The Federal Government’s commitment to improving Indigenous health has been called into question following funding cuts to health programs, as well as the introduction of the $7 co-payment.

The Government has rejected such criticisms, and late last month Assistant Heath Minister Senator Fiona Nash announced that work was to begin on implementing the National Aboriginal and Torres Strait Islander Health Plan as part of efforts to raise the health standards of Indigenous Australians and bring them into line with the broader community.

“The Health Plan provides a useful framework to guide policy and program development,” Senator Nash said, adding that it would recognise the links between health, education, employment and community safety. “The Government is committed to closing the gap by ending the cycle of disadvantage which starts with poor child health. Indigenous health will only be improved by concrete action on the ground.”

But a $165.8 million cut to funding for Indigenous health programs in the May Budget has undermined the Government’s message and raised questions about the seriousness of its intent to close the health gap.

In highlighting the size of the task confronting governments, the COAG Reform Council found that while substantial progress had been made in reducing child mortality rates, there remained formidable disparities in health outcomes.

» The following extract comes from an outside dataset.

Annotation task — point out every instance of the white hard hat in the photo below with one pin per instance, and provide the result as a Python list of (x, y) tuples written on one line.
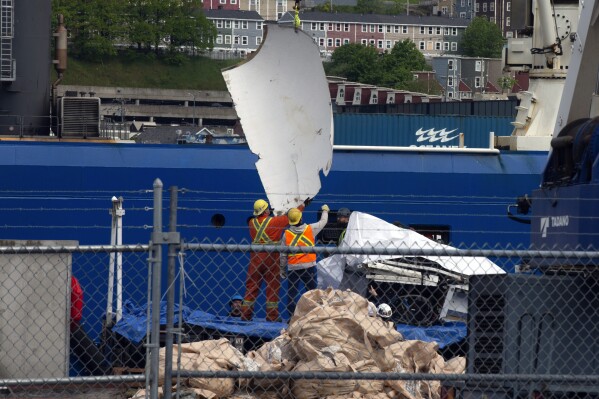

The rate of preventable hospitalisations was three times higher among Indigenous people than the national average, while a shocking 75 per cent of deaths of Indigenous people younger than 75 years could have been avoided through preventive care or early treatment.

Adding to the disturbing picture, the Australian Institute of Health and Welfare has reported that Indigenous adults were twice as likely to die from coronary heart disease as the broader population, and three times as likely to succumb to chronic obstructive pulmonary disease. The rate of COPD in the Indigenous community is more than twice that of the national average.

The stark figures have contributed to the yawning gap in life expectancy – on average, Indigenous men are likely to die 10 years earlier than their non-Indigenous countrymen, while among women the life expectancy gap is greater than nine years, according to the COAG report.

In a disappointing assessment, the COAG Reform Council warned that the goal to close the large life expectancy gap by 2031 was unlikely to be met.

“These things scream out that change is needed,” A/Professor Owler said. “We have got lots of information on what the problems are. We now need to act and make changes.”

A/Professor Owler said there were already many examples of local health services that had achieved significant improvements in Indigenous health in their areas through innovative and targeted programs, and groups like National Aboriginal Community Controlled Health Organisations (NACCHO) were working hard on ways to adapt and apply such successes in other areas.

He said any cuts to program funding in the name of efficiency had to be very carefully considered and evaluated, and should only be made in close consultation with those providing Indigenous health services.

Mr Brumby delivered the findings of the COAG report to the NACCHO annual summit on 26 June.

NACCHO Chair Justin Mohamed said that although there were some signs of improvement in Indigenous health, Federal Budget cuts and health policy changes put further progress at risk.

“We are really worried that the millions of dollars being cut from across Aboriginal affairs at the Federal level, plus the introduction of new arrangements in accessing primary health care and changes to unemployment benefits, could potentially push the closing the gap targets even further from reach,” Mr Mohamed said.

The NACCHO Cahir lamented the abolition of the COAG Reform Council, in whose absence there would be “no independent umpire able to evaluate progress – or the lack of it – and hold governments accountable”.